Около полудня над вершиной ближнего холма поднялось пыльное облако. Затем мы услышали грохот моторов, и почти сразу появились танки. На серой броне ясно выделялись черные с белой окантовкой кресты. Немного отстав от танков, перебежками двигалась пехота. На ходу, сделав несколько выстрелов из орудий по окопам, танки зашли на нашу позицию с двух сторон. Мои бойцы открыли беспорядочный огонь из винтовок. У нас было мало гранат, да и те хороши только против пехоты — противотанковыми гранатами нас не обеспечили. Танки, как по команде, одновременно развернулись и с двух сторон стали утюжить наши окопчики. Каждый из них резко тормозил возле окопа и несколько раз прокручивался на одном месте, пока от окопа ничего не оставалось. Так они заживо хоронили моих бойцов одного за другим… Пройдя по всей линии нашей обороны, танки ушли за тот же холм. Наступило зловещее затишье. Я не слышал того разрыва. Помню лишь лицо моего товарища-политрука. Чем-то похож он на тебя, Егор. Только, пожалуй, постарше будет. Он-то и помог мне выжить. С ним-то мы вывели нашу роту и остатки других, прибившихся к нам из окружения, в котором оказались, прикрывая отход наших частей…

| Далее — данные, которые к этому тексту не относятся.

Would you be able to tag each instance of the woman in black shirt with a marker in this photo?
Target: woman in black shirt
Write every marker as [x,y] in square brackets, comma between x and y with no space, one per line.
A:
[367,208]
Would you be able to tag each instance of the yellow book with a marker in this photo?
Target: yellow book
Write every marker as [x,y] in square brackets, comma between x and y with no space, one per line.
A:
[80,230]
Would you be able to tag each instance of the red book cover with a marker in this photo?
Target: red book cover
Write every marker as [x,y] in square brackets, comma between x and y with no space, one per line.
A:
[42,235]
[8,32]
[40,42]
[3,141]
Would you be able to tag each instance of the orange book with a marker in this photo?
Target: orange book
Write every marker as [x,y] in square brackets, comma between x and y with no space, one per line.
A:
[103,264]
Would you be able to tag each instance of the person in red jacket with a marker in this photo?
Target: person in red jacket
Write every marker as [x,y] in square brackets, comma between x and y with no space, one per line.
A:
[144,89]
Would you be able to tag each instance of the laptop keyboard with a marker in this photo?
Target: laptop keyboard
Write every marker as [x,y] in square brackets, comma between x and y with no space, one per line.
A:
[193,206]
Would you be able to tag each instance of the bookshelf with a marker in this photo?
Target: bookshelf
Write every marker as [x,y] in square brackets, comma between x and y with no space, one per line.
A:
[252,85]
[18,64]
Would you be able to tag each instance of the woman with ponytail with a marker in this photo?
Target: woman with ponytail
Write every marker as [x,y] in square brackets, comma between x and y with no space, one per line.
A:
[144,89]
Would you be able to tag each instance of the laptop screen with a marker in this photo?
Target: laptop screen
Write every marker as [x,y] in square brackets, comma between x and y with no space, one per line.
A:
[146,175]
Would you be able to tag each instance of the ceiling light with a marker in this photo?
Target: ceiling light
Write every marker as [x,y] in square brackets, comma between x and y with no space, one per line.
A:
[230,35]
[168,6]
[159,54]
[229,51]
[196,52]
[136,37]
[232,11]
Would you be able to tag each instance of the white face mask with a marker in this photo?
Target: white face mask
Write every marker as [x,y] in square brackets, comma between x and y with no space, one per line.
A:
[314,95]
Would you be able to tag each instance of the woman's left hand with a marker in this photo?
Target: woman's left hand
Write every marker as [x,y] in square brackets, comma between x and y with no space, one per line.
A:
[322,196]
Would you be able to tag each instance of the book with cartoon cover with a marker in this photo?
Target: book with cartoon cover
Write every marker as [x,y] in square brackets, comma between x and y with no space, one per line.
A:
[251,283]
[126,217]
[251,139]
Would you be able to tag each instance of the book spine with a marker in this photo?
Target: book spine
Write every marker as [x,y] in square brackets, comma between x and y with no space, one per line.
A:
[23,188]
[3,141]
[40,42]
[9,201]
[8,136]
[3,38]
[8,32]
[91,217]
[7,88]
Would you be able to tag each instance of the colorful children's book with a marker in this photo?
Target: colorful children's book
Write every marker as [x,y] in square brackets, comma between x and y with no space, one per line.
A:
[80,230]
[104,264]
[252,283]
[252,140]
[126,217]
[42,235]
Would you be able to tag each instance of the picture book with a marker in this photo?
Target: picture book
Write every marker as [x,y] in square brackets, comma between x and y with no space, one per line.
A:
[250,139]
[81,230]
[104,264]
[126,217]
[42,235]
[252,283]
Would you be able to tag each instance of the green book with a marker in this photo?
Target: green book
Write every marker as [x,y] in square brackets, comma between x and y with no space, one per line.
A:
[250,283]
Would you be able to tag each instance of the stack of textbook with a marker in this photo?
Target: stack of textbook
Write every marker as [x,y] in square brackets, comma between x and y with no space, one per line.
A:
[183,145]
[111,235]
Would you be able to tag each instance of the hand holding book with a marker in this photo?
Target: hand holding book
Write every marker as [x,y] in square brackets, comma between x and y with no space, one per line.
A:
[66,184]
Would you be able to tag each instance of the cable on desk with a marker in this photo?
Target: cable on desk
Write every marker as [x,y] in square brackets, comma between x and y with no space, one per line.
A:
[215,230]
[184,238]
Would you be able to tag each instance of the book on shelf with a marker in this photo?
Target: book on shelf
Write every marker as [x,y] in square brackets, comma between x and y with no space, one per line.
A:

Итак, следующие двое суток мы провели в попытках вырваться из окружения. Только к ночи второго дня молодой местный хлопчик вывел нашу часть из окружения.

Короткими перебежками переправляемся через шоссе. Приходится перебегать небольшими группами, два-три человека — по шоссе почти без перерыва идут колонны немецких машин, военная техника, снуют мотоциклисты. Немцы неудержимо продвигаются на восток. Перед броском через шоссе пришлось залечь в низине и в вязкой болотной жиже дожидаться перерыва в движении транспорта. Выбрав удобный момент, мы быстро перебежали на другую сторону шоссе. Там нам приходится на четвереньках карабкаться по склону крутого косогора. Спешим, скользим, скатываемся вниз. В любую секунду могут появиться немцы. От моей роты после нескольких тяжелых боев осталось около полутора десятка бойцов и небольшая группа командного состава. Сколько могил пришлось выкопать в родной земле! А сколько молодых ребят остались непохороненными при отступлении! Я попал на фронт, не имея никакого боевого опыта. Совсем другое дело — мой политрук. Тот прошел финскую. Он-то и навел меня на единственно верное решение…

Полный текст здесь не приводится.